Every governing body of any horse sport promotes ethical training as well as the best practices that benefit both the horse and ensures peak performance. It is included in every mission statement and nearly all the promotional material. I believe most of it is sincere but some are purely for to make the sport look ethical.
Yet, despite these good intentions so many horse sports are riddled with widespread poor practices. Heavy-handed and sometimes abusive training methods are so often used with the intent to produce soft and energetic performances in the competition ring that it has become an epidemic. We all know this. We’ve seen the headlines and the debates and witnessed it with our own eyes.
So when Laura Dickerson and I were talking around the breakfast table a few days ago and she made such a common-sense proposal, my insides shouted a loud YES.
To paraphrase Laura she asked me, “Why don’t they include marks for the warm-up into the final marks?”
I had heard this suggestion many years ago on a horse forum but didn’t give it much thought at the time.
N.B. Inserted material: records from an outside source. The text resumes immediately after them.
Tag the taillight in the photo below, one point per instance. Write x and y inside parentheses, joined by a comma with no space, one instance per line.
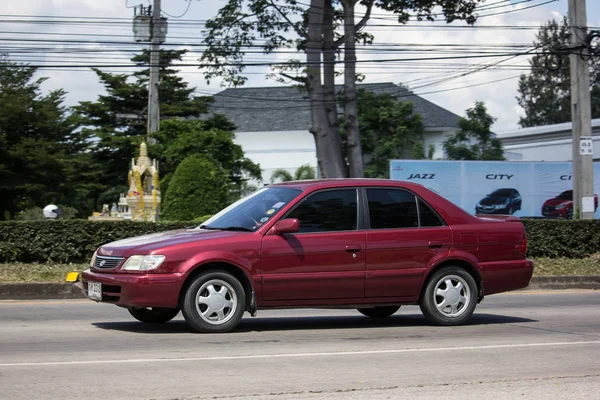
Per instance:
(523,246)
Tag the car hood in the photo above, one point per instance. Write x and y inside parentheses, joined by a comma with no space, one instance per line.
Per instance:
(147,243)
(555,202)
(492,200)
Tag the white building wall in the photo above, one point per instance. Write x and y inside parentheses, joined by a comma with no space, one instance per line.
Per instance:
(545,143)
(556,150)
(436,138)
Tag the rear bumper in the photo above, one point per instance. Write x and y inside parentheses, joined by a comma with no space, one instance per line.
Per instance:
(147,290)
(504,276)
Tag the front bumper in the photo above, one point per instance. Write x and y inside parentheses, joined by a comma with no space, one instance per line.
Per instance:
(139,290)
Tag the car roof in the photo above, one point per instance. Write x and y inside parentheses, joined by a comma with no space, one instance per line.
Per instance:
(343,182)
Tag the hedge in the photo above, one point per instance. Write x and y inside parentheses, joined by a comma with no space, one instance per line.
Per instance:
(74,241)
(562,238)
(67,241)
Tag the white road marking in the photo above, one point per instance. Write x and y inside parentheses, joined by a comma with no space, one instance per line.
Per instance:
(295,355)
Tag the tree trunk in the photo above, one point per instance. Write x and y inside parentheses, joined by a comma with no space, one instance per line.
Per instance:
(328,155)
(329,65)
(353,147)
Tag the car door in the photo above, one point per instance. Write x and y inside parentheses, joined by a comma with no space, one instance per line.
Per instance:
(404,235)
(325,259)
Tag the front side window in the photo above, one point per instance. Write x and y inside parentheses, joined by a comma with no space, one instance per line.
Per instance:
(392,208)
(331,210)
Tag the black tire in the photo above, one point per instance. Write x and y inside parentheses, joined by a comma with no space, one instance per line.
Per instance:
(229,301)
(433,307)
(153,315)
(379,312)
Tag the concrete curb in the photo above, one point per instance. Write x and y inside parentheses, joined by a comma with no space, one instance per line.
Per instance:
(39,291)
(564,282)
(50,291)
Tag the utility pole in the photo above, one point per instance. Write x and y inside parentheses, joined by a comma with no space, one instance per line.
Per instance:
(583,154)
(153,95)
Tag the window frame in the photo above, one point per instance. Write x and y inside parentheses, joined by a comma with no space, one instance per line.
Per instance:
(367,213)
(360,215)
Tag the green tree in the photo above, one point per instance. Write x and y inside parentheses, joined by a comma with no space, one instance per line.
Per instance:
(389,129)
(199,187)
(118,119)
(418,152)
(474,140)
(320,31)
(39,143)
(213,137)
(303,172)
(545,92)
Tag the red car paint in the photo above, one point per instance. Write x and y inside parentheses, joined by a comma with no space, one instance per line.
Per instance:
(561,206)
(362,267)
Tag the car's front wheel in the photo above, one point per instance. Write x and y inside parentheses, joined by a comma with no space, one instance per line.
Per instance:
(153,315)
(379,312)
(450,297)
(214,302)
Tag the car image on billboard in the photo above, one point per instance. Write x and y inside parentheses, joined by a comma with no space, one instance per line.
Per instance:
(500,201)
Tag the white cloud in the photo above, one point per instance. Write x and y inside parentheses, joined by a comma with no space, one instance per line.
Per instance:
(500,97)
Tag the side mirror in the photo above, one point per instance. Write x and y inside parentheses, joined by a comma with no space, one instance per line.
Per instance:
(288,225)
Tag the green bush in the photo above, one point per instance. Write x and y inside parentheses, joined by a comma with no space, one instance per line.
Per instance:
(199,186)
(562,238)
(67,241)
(74,241)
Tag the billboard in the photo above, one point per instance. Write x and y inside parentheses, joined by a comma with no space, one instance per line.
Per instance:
(524,189)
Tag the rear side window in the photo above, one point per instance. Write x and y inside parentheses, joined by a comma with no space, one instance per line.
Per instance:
(428,216)
(332,210)
(392,208)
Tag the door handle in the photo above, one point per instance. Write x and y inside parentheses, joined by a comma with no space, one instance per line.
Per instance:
(353,247)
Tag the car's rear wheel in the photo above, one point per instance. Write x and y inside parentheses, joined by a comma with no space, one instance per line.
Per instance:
(153,315)
(379,312)
(214,302)
(450,297)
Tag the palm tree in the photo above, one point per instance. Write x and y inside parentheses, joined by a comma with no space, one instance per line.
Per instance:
(303,172)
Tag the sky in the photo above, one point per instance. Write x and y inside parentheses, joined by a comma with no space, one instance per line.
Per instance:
(53,27)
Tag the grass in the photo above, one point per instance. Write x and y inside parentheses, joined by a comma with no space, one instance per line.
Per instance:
(19,272)
(567,266)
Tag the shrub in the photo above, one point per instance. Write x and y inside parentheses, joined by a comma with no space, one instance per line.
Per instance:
(67,240)
(198,187)
(562,238)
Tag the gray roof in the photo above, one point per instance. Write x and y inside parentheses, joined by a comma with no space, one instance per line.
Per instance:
(286,108)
However, the more I think about it the more I think it is an excellent idea.
If we as a horse-loving community truly want to improve both the plight of horses and the value of our sports, then we have to take more seriously the training process that goes into our favourite discipline. We judge the end result and satisfy ourselves that the road taken to get there is less important. But that mindset has given us things like hyperflexion, crank nosebands, draw reins, jump poles wrapped in barb wire, chemical blistering of legs, drugs and so on.
It’s obvious that official judging of a horses warm-up is not going to eradicate all the misdeeds that horses suffer during training, but if you have been a frequenter of watching horses being warmed-up before any event you have likely seen over tightened nosebands which are later loosened prior to an event or see-sawing of the reins or hyperflexion or over spurring or overuse of whips and other anti-good horsemanship practices; all this for the sake of warming up and tuning up a horse to make a good impression when the judges are actually judging.
I would even suggest judging during the warm-up session for objective events like jumping or barrel racing or campdrafting or eventing etc where penalties could be added or deducted from a horse’s score or times.
I see no downside to judging the warm-up session. I know many competitors will complain, but if we consider the practice of good horsemanship and horse welfare to be our main priority in all horse sports, it’s hard to argue against the idea of having the warm-up session count towards the final result.
Photo: This was taken during the warm-up of a Grand Prix dressage test. I believe this is the type of practice that would pay a high penalty if the warm-up sessions were scrutinized and counted towards a horse’s final score.